What really struck me was how strange and interesting the character Auto is. Auto is the ship’s autopilot system. Initially he’s the only one with access to classified information about the status of Earth and he becomes the film’s primary villain. In the context of how Wall-E shows the spectrum of human-robot, though, he occupies a very uneasy place, and thinking about how exactly he fits in has changed my reading of the film as a whole.

Auto is the bad guy of the film because he doesn’t want the humans’ ship to return to Earth. He works very hard at sneaking around and then outright fighting the humans and robots who are trying to make that return happen. However, when we discover his reasons for averting this return at all cost – that he was ordered to do so – he no longer fits so well on the human end of the spectrum like Wall-E and EVE. It becomes clear that he has only ever been following orders, just like the pool attendant robot. In that sense, it could be alright to kill him for parallel reasons – he was never really alive, so turning him off isn’t morally wrong. But that’s not how Auto is characterized and it’s not how his death is played. Instead, he’s made out to be responsible for his actions, as though he’s the active villain and not just the proxy for one.
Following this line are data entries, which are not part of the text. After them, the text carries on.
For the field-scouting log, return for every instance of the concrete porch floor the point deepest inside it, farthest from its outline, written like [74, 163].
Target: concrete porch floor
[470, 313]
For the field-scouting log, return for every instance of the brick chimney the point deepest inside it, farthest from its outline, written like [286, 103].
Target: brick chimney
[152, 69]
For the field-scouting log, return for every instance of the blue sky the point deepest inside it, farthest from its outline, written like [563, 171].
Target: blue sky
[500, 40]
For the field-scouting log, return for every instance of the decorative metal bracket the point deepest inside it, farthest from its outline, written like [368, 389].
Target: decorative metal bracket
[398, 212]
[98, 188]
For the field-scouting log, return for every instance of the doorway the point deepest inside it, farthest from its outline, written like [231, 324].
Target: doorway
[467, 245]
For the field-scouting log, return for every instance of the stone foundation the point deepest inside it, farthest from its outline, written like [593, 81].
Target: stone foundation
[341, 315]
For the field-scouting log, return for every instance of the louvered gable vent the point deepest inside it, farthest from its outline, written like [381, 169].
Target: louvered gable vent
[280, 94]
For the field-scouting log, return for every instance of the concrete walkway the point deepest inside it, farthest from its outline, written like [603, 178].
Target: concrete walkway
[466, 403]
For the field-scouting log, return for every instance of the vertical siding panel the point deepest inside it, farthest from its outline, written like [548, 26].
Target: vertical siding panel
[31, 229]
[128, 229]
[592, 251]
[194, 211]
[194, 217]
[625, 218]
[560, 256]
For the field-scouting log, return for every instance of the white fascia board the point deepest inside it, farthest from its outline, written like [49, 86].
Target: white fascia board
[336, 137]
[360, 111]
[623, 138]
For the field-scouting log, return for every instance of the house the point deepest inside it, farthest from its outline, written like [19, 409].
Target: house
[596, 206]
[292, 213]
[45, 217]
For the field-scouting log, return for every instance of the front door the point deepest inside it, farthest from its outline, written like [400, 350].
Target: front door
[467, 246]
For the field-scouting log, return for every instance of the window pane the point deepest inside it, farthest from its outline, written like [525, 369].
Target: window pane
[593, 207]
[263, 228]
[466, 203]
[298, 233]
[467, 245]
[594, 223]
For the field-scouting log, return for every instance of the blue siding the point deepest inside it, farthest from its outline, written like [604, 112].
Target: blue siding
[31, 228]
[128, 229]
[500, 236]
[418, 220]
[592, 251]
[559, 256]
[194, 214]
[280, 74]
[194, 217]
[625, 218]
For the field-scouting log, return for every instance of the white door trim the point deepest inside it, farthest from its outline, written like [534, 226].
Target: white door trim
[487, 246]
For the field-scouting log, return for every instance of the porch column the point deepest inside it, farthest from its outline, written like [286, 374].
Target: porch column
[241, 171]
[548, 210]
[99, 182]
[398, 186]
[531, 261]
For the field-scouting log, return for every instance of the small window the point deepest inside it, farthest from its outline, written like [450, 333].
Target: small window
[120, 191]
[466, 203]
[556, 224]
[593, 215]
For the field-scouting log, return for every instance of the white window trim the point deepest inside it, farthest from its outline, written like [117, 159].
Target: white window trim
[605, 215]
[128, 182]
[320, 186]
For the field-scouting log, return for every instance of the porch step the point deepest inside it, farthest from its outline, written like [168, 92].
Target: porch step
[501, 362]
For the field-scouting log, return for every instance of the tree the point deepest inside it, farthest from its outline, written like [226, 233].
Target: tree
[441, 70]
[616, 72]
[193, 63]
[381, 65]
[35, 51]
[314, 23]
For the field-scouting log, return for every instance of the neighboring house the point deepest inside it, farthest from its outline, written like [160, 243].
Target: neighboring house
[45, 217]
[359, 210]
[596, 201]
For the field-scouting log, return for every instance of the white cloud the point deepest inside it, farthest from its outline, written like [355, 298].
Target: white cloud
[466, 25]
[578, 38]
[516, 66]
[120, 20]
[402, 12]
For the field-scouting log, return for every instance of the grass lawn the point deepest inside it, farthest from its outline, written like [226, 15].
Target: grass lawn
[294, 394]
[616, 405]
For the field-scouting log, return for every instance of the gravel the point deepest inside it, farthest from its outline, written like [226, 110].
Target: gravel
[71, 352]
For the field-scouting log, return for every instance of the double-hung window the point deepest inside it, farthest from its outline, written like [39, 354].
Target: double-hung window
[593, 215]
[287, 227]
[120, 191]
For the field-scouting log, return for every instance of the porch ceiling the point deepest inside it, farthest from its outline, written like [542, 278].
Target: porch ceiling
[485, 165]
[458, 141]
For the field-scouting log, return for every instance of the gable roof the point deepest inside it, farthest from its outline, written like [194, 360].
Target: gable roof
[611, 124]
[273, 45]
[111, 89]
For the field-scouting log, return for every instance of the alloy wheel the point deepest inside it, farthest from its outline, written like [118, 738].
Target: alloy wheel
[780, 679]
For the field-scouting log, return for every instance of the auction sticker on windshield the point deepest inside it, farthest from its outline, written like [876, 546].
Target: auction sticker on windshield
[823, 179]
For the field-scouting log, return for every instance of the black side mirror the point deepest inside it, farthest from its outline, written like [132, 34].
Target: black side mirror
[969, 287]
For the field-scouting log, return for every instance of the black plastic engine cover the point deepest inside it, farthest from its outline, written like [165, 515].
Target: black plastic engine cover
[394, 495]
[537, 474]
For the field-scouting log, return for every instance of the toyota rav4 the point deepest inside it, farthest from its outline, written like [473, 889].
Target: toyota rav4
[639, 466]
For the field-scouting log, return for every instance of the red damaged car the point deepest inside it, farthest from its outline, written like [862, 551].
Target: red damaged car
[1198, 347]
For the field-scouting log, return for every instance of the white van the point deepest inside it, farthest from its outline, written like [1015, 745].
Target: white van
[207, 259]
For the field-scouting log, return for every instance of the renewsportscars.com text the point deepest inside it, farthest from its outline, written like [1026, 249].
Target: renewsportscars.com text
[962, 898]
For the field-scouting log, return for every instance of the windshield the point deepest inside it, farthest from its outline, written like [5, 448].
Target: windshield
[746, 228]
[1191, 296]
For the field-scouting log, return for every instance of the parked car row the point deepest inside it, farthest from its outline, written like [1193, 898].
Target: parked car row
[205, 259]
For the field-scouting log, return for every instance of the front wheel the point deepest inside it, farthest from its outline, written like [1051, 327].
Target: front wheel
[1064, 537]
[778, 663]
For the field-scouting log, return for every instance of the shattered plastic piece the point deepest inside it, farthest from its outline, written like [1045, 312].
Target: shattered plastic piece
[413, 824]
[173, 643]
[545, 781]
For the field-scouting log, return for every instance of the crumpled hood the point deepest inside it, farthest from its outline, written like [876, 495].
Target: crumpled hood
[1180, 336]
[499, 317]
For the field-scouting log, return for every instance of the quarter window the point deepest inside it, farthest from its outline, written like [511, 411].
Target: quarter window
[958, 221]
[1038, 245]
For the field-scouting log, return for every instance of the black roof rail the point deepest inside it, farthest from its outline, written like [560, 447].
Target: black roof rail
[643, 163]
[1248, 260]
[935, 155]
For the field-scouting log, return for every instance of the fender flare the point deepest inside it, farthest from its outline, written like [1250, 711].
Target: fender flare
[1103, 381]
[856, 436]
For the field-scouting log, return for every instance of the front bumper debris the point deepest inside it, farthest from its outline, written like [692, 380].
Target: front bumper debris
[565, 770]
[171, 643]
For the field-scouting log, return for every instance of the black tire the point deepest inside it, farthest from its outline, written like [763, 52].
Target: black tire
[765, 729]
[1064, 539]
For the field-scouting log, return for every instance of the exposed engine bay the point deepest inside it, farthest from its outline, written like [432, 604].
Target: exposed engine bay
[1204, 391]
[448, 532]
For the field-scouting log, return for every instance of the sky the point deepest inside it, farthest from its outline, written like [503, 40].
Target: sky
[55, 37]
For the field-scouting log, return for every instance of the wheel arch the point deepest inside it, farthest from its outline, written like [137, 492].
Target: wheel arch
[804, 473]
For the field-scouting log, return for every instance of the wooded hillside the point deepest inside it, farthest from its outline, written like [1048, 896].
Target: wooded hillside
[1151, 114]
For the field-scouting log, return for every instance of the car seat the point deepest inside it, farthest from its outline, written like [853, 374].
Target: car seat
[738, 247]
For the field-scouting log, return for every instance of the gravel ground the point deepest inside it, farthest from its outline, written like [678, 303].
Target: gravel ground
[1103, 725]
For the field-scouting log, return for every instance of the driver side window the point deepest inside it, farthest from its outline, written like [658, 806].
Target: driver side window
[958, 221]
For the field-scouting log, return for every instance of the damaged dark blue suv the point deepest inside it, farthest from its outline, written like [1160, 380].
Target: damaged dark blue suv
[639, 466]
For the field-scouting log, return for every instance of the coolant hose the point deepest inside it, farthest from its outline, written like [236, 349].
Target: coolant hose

Switching him off is a moment of triumph for the humans and human-esque robots in the film because they can achieve their goals.

I think in treating Auto as the story’s villain, though, human responsibility for the situation is avoided. We might intellectually understand that it’s really President Shelby Forthright’s fault for ordering Auto never to return, but the emotional victory is against Auto and it’s not directly tied back to the President. Moreover, the humans on the ship who have gone so long without caring for the Earth in any way, not even registering that the point of the EVE probes is to someday return to Earth, are not implicated in responsibility. Their naïveté is played for laughs when they finally do return to Earth and the ship’s Captain McCrea excitedly talks about farming pizza plants.

Auto serves as a kind of scapegoat for the whole immense process of abusing and nearly destroying Earth, separating life from its connections to the Earth, and then putting it all out of mind. But of course, all the evidence tells us that there’s no way Auto could have been responsible for or even chosen to perpetrate any of these actions. He was just following orders as a simple robot. When Captain McCrea argues with him, Auto’s arguments for not returning to Earth are simply that he’s been ordered not to. He doesn’t take on the case for himself. The willingness of the remaining humans to push all that responsibility onto Auto is concerning – not because it’s unfair to Auto, who after all seems to be a non-sentient machine, but because the people are so blatantly abdicating responsibility and not truly working to counter their complicity.

Of course, Auto might be sentient after all. The actions Eve chooses to engage in all align with her programmed directive; it seems that at a certain point she chooses to follow them rather than being blindly bound to them. That could be the case with Auto, as well. Maybe he believes, of his own choice, that staying on the liner with him is the best option for humanity. Either way, Auto is a really interesting character to think about in the context of this question of the human-object boundary.